Here’s a little information about me: my parents moved from India to the United States in 1993 and in 2000, I was born in Lexington, Kentucky. So yes, I am an American citizen. When I was 2 years old, my family then moved to central Florida, to a town where 62% of the population is white, and the average age is 50.
I was definitely an outlier when growing up, so people around me focused on the Asian part of me (since that was the most different). I realized this when I was in 8th grade at a tennis camp. Another tennis player came up to me, and before she even heard my voice, stated “Sanhitha definitely has an Indian accent.” I was shocked. I didn’t know why she thought I had an accent considering the fact that I don’t even understand Hindi.
From elementary school to high school, everyone seemed to always look at me for anything Indian, acting as if I was the leading expert in the room. But again, I was born in Kentucky and raised in Florida, two Southern states.
But, when I visited India on family trips and moved to college, focus shifted towards the American part of my identity. Well, actually the lack of Indian in me. In India, family members always mention how I can’t speak Hindi, or they would ask my mom why I can’t sing. P.S. you don’t want to hear me sing.

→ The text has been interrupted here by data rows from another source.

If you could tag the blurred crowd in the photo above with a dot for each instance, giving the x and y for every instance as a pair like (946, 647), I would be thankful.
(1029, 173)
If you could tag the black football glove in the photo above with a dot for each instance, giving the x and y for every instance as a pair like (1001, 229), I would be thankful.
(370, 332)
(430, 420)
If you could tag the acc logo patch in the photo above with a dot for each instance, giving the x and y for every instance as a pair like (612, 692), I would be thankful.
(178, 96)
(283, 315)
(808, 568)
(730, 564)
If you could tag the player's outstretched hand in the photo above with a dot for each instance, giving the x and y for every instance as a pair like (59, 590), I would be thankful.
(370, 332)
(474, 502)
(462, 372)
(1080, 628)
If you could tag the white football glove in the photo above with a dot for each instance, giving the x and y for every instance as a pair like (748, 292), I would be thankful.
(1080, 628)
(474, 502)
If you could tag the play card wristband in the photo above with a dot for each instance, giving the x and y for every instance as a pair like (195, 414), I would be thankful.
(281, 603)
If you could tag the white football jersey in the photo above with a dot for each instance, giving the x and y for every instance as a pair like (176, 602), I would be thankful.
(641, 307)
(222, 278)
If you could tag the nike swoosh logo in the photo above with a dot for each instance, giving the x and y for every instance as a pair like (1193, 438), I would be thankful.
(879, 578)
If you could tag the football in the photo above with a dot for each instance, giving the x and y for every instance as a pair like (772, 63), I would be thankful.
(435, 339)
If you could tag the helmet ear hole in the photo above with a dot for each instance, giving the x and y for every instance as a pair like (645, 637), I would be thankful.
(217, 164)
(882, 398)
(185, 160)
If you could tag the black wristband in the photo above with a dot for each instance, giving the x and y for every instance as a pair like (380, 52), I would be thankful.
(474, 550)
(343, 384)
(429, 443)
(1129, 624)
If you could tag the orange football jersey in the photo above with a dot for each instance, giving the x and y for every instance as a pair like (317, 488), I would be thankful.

In college, I’ve been told that I’m “not brown enough” because I either found something too spicy or because I didn’t know a Bollywood movie/song/actor. Now, when I tell people that I want to go into law school, the first response isn’t “wait that’s cool,” but then it’s “wait, I thought you were going to be a doctor.” They become even more shocked when I say I want to go into criminal justice reform because how many Indian girls do you see in that field?
But, there are times where I feel very connected to my Indian heritage. When I was still living in Florida, every year for Diwali, my best friend and I would choreograph dances for the annual party. We would spend months before planning, staying up late listening to Hindi songs and watching dance videos on YouTube trying to figure out the dance. Moments like these helped me define my identity as an Indian-American.
My relationship with my Indian heritage isn’t through movies or the language itself, but rather the small moments with friends and family. I associate my Asianness through poojas done by my mom or eating food with my extended family in India. I don’t fit into the binary that others seem to believe in where I can only be Asian or American, but not both. To me, my identity is a spectrum: my favorite food is barbecue, with mac n’ cheese and biscuits, but I absolutely love wearing sarees and bangles to parties. So yes, my definition of brownness is different from yours but that’s fine. It doesn’t change the fact that I am an Asian-American.